ICT MEDIA: Dijital Dönüşüm sürecinde verilerin toplanması, işlenmesi, depolanması ve yapay zekâ ile katma değerli ürünler ortaya çıkarılması, sektörümüzün geleceği açısından çok önemli. Sizlerde bu alanda, “Kömür olan verimizi, elmasa çevirmemiz gerekiyor" mottosunu sürekli kullanmaya gayret gösteriyorsunuz. Kamu ve özel sektör açısından baktığınızda, kömür olan madeni elmasa çevirmek adına yapılacak çalışmalar konusunda politikalarınız nelerdir?
Ali Taha KOÇ: Geniş alanlarda ve farklı çeşitlilikte olan kamunun verileri ekonomik açıdan değer yaratan, katma değerli hizmetlerin sunumunda önemli bir unsurdur. Kamunun verilerinden üretilen değer söz konusu verilerin yeniden kullanımı çerçevesinde şekillenmektedir. Dünyada da son on yıldır kamu verilerinin yeniden kullanılabilirliği sağlamak ve bu bağlamda ekonomik, sosyal ve politik kazanımlar elde edilmesine yönelik uygulamaların yapıldığı bilinmektedir. “Açık devlet” (open government) olarak tanımlanan bu uygulamaların önemli bir ayağını herhangi bir kısıtlama olmadan her kesimin serbest bir şekilde açık formattaki kamu verilerine ulaşması ve bu verileri yeniden kullanabilmesi oluşturmaktadır. Açık devlet verileri olarak adlandırdığımız bu verilerin açık veri portalleri aracılığı ile kullanıma açılması veriden değer üretme sürecinin önemli bir ayağını oluşturmaktadır. Bu çerçevede Dijital Dönüşüm Ofisi olarak, açık veri uygulamalarına yönelik stratejiler geliştirmek ve devlet kurumlarındaki verilerden değer üretmek ve bu vasıta ile ekonomik, sosyal ve politik kazanımlar sağlamak amacı ile öncelikle Türkiye’nin Açık Veri Portalı olan veri.gov.tr’yi hayata geçirmeyi amaçlıyoruz. Bu süreçlerde ülkemizde kamu kurumlarının ürettikleri verilerin açık veri kriterleri çerçevesinde, tanımlanması, sınıflanması, gizlilik koşullarının belirlenmesi, lisanslanması çerçevesinde çalışmalar yapılarak bu verilerden yapay zekâ gibi uygulamalarla katma değerli ürün ve hizmetler ortaya çıkarılmasına olanak tanıyacak veri yönetimi koşullarının gerçekleştirilmesi çalışmalarını yapmaktayız.

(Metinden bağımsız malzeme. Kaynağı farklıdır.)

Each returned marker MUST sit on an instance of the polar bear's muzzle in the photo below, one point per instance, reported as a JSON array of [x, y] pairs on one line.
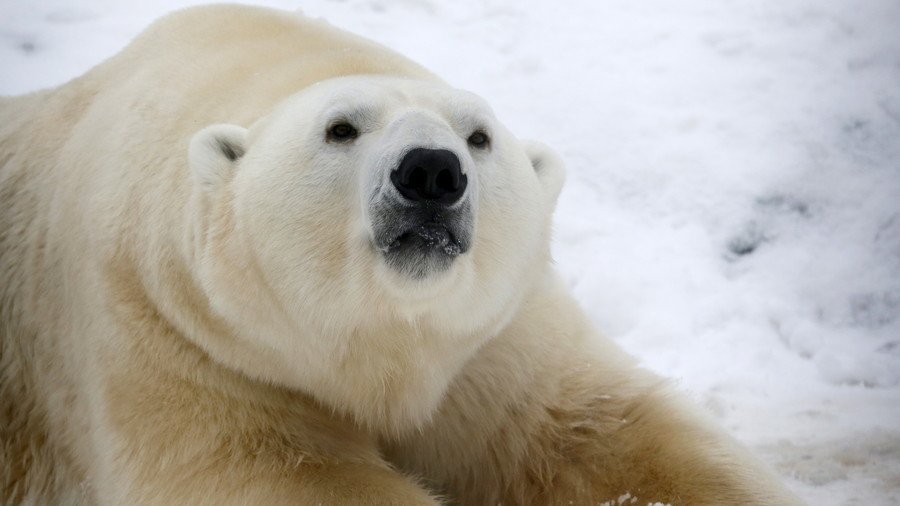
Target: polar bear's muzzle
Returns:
[[422, 226]]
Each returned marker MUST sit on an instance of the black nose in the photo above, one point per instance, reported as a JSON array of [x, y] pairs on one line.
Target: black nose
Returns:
[[430, 175]]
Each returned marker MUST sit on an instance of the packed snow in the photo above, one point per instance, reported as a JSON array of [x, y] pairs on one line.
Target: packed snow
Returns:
[[732, 209]]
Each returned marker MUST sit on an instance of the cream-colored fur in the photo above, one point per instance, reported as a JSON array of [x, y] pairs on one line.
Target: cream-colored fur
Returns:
[[192, 310]]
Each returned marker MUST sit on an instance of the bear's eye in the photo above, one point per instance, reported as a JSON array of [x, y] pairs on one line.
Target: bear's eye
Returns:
[[479, 139], [342, 132]]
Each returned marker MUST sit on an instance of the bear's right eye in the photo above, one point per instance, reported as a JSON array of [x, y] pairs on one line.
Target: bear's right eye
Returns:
[[342, 132]]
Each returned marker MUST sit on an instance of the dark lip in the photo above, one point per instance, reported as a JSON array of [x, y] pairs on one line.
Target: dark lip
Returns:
[[430, 235]]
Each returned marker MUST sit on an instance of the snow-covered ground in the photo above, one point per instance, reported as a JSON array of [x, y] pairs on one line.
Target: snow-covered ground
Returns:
[[732, 212]]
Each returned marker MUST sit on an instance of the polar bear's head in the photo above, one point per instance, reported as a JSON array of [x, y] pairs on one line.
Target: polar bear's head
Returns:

ICT MEDIA: Sayın Başkan siz ICT Sektörünü bilen ve yaşadığı sorunlara da vakıf olduğunuzu görüyoruz. Sektörün gelişimi ve markaların çıkabilmesi için sizde takdir edersiniz ki ülkemizde çıkan ürünlere müşteri olunursa bu mümkün. Sizin elinizde sihirli bir değnek olmadığını biliyoruz. Ancak bu sürecin yönetilmesi gerekiyor. Dijital dönüşüm ofisi olarak bu süreci 2023 vizyonu ile birlikte sonrasına nasıl taşımayı ve şekillendirmeyi planlıyorsunuz?
Ali Taha KOÇ: Dijital dönüşüm sürecinde sektörel gelişim ve küresel markaların oluşturulabilmesi için ülkemizde girişimcilik kültürünün toplumsal olarak benimsenmesi ve yaygınlaşması gerekiyor. İnovatif fikirlere ve bu fikirleri hayata geçirme yeteneğine sahip girişimler çoğu zaman sektörün gerçek ihtiyaçlarına odaklanamadığı ve hedef pazara ulaşamadığı için uzun ömürlü olamıyor. Özellikle siber güvenlik alanında öncelikle ulusal pazarda küresel rakipleri ile rekabet edebilen ürünlerin geliştirilmesini sağlamaya yönelik bir usta – çırak programı oluşturmayı planlıyoruz. Her bir ürün özelinde, o ürünün en büyük potansiyel kamu ya da kritik altyapı müşterisine sorumluluk ataması yapılarak, prototip seviyesinde ürünlerin geliştirilip operasyonel kullanım olgunluğu kazanana kadar bu potansiyel müşteride geliştirme ve test ortamları oluşturmayı hedefliyoruz. Ürünün olgunlaşması sürecinde girişimciye, ürüne ilişkin geliştirme faaliyetleri için destekler sağlanacak. Programın başarı kriteri, gereksinim belirleme aşamasında ürüne yön veren potansiyel müşterisinde küresel rakibin yerini alacak yerli ürünün kullanıma alınması olacak. Bu sayede hem ürün ilk ve en büyük kamu ya da kritik altyapı sektöründeki referansına sahip olacak, hem de gerçekleştirilen satış ile girişimcinin geliştirme aşamasındaki giderlerine ilişkin finansman sağlanmış olacak.